Hi Everybody,
I am still new to Rasa (and the forum as well), but try to explain my problem as clearly as possible, sorry for the long post…
I would like to distinguish intents, where the text are similar, but one of them has entities. I put together a simple example (part of a bigger project):
nlu:
- intent: acquaintance
examples: |
- Who are you?
- What are you?
- intent: boss
examples: |
- Who is your boss?
- Who is your master?
- Who is your owner?
- Who is the boss?
- intent: famous
examples: |
- Who is (PERSON)?
- Who is [](PERSON)?
- Who is [Arnold Schwarzenegger](PERSON)?
- Who is [Michael Jackson](PERSON)?
- Who is [Albert Einstein](PERSON)?
The config is the following:
language: en
pipeline:
- name: SpacyNLP model: “en_core_web_lg” case_sensitive: False
- name: WhitespaceTokenizer
- name: RegexFeaturizer
- name: LexicalSyntacticFeaturizer
- name: CountVectorsFeaturizer
- name: CountVectorsFeaturizer analyzer: char_wb min_ngram: 1 max_ngram: 4
- name: DIETClassifier epochs: 100 constrain_similarities: true model_confidence: linear_norm
- name: SpacyEntityExtractor dimensions: [“PERSON”]

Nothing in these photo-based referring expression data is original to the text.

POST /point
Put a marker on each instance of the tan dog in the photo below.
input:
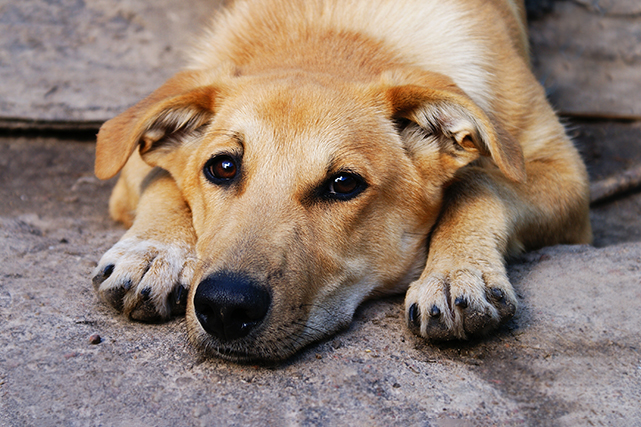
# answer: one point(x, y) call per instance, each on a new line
point(310, 155)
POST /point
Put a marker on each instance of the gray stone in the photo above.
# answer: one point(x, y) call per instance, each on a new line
point(570, 357)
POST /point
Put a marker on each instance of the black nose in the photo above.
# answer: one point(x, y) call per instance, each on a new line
point(230, 305)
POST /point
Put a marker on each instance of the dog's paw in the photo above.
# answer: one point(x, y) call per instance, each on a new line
point(459, 303)
point(146, 280)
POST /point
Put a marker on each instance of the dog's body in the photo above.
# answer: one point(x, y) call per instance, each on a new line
point(312, 152)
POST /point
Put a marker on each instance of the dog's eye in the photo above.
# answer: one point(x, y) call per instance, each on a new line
point(345, 186)
point(221, 169)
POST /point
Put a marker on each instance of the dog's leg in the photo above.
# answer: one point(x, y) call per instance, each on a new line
point(464, 289)
point(147, 273)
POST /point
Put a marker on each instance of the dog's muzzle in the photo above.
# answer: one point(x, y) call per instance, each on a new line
point(230, 305)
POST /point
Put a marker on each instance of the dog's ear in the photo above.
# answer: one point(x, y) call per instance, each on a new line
point(449, 115)
point(156, 124)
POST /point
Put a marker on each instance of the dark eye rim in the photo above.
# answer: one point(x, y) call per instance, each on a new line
point(211, 177)
point(332, 194)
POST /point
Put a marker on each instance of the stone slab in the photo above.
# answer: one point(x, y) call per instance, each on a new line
point(571, 357)
point(587, 54)
point(85, 61)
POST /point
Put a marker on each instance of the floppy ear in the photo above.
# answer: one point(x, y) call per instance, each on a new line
point(175, 110)
point(453, 117)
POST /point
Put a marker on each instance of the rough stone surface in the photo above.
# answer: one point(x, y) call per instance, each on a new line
point(76, 60)
point(570, 357)
point(587, 54)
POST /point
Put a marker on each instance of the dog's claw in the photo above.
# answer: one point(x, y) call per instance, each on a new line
point(145, 280)
point(414, 316)
point(460, 304)
point(497, 294)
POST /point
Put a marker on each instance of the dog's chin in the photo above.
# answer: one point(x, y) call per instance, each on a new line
point(255, 349)
point(244, 352)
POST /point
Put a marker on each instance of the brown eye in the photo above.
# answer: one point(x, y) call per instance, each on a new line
point(221, 169)
point(345, 186)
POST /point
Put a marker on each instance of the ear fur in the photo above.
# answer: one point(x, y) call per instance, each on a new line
point(180, 106)
point(452, 114)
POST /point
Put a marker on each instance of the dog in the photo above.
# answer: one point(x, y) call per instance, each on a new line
point(317, 153)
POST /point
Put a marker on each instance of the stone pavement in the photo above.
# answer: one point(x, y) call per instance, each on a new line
point(571, 356)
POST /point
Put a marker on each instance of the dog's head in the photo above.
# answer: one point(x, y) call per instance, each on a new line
point(308, 194)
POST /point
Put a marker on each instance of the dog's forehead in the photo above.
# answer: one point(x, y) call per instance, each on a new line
point(309, 120)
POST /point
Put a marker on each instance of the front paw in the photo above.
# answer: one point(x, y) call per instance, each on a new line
point(459, 302)
point(145, 279)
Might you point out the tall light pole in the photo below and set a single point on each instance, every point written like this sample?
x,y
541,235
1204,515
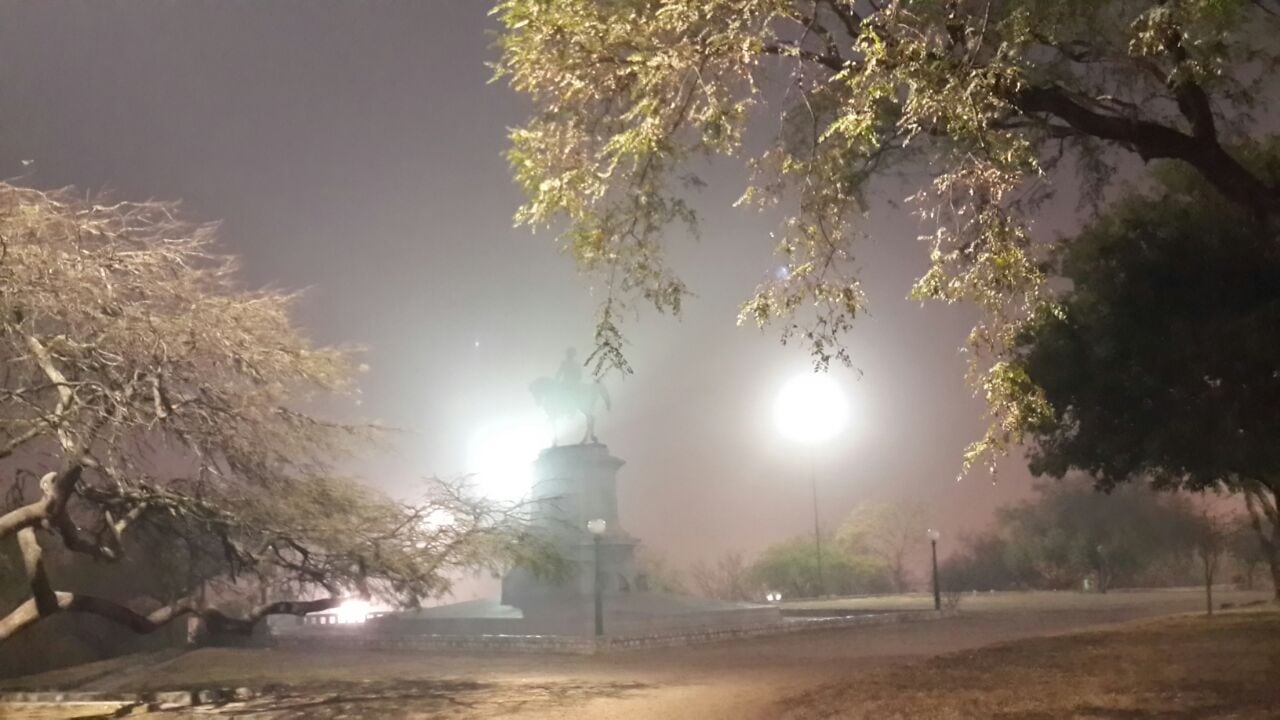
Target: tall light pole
x,y
937,591
812,409
597,529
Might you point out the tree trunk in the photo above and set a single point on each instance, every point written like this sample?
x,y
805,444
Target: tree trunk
x,y
1208,586
1265,519
1274,560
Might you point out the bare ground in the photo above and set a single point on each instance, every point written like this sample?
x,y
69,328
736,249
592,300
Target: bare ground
x,y
929,669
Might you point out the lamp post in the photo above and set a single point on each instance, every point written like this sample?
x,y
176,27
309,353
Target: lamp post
x,y
597,529
937,589
812,409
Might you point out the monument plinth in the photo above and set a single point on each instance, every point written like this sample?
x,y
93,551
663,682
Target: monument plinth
x,y
575,484
572,486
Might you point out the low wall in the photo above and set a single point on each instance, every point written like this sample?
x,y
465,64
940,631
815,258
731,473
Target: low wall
x,y
360,638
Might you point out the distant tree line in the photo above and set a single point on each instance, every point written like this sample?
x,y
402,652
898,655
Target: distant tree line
x,y
1069,534
869,552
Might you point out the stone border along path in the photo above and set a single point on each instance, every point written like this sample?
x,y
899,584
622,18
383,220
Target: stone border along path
x,y
590,646
164,700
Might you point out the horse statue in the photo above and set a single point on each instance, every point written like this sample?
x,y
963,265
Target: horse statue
x,y
566,396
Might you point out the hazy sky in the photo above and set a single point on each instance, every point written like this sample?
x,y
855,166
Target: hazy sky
x,y
355,149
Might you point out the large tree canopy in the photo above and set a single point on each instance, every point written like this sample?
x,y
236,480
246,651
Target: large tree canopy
x,y
1162,360
144,390
988,101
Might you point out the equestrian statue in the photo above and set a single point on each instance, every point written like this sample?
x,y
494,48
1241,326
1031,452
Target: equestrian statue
x,y
566,396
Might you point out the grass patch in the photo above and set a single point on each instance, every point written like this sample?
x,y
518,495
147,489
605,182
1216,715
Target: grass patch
x,y
1182,668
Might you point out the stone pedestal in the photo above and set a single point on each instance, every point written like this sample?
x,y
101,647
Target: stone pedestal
x,y
574,484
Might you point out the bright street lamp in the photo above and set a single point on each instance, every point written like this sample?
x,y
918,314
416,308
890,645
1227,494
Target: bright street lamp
x,y
597,529
812,409
937,592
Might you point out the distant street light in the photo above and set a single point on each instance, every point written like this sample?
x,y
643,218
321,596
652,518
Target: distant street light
x,y
597,529
937,591
812,409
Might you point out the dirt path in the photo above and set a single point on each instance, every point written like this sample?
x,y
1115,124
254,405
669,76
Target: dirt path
x,y
735,680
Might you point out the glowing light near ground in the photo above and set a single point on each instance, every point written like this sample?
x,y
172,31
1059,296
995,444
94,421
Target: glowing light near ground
x,y
810,408
352,611
501,455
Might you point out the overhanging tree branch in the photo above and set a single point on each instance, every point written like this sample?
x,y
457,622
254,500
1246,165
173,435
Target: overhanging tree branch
x,y
1153,141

- name: EntitySynonymMapper
- name: ResponseSelector epochs: 100 retrieval_intent: acquaintance constrain_similarities: true model_confidence: linear_norm
- name: ResponseSelector epochs: 100 retrieval_intent: boss constrain_similarities: true model_confidence: linear_norm
- name: ResponseSelector epochs: 100 retrieval_intent: famous constrain_similarities: true model_confidence: linear_norm
- name: FallbackClassifier threshold: 0.7 ambiguity_threshold: 0.1
- name: MemoizationPolicy
- name: TEDPolicy max_history: 5 epochs: 100 constrain_similarities: true model_confidence: linear_norm
- name: RulePolicy
What I would like to achieve, is the following: if an intent contains a PERSON entity, it should be classified az “famous”, otherwise it can be either “acquaintance” or “boss”. I do not know, if my nlu intent examples are wrong, or the pipeline has problems, or something else, but when I am playing with ‘rasa shell nlu’, I get the following results:
Message #1: “Who was George Washington?” NLU result OK - intent: famous, confidence: 1.0, entity extracted (both by DIETClassifier and SpacyEntityExtractor - I know this is not really recommended this way…)
Message #2: “Who is Elsa?” NLU result OK - intent: famous, confidence: 0.84, entity extracted (by Spacy)
Message #3: “Who is Mozart?” NLU result not really ok - intent: nlu_fallback, entity extracted (by Spacy) (intent famous confidence: 0.69 - not that bad, but still, do not really understand, why this is the result)
Message #4: “Who is Freddie Mercury?” NLU result BAD - intent: boss, confidence: 1.0, entity not extracted This is not good, but I can accept, if there is no entity, the classification can go wrong, but can I do something here?
Message #5: “Who is Steve Buscemi?” NLU result VERY BAD - intent: boss, confidence: 0.74, entity extracted (by Spacy), intent famous confidence is 0.25 This I cannot understand at all. We have an entity extracted, why it cannot help classify the intent better?
So what am I doing wrong, what shall I do?
Thank you and best regards, Csaba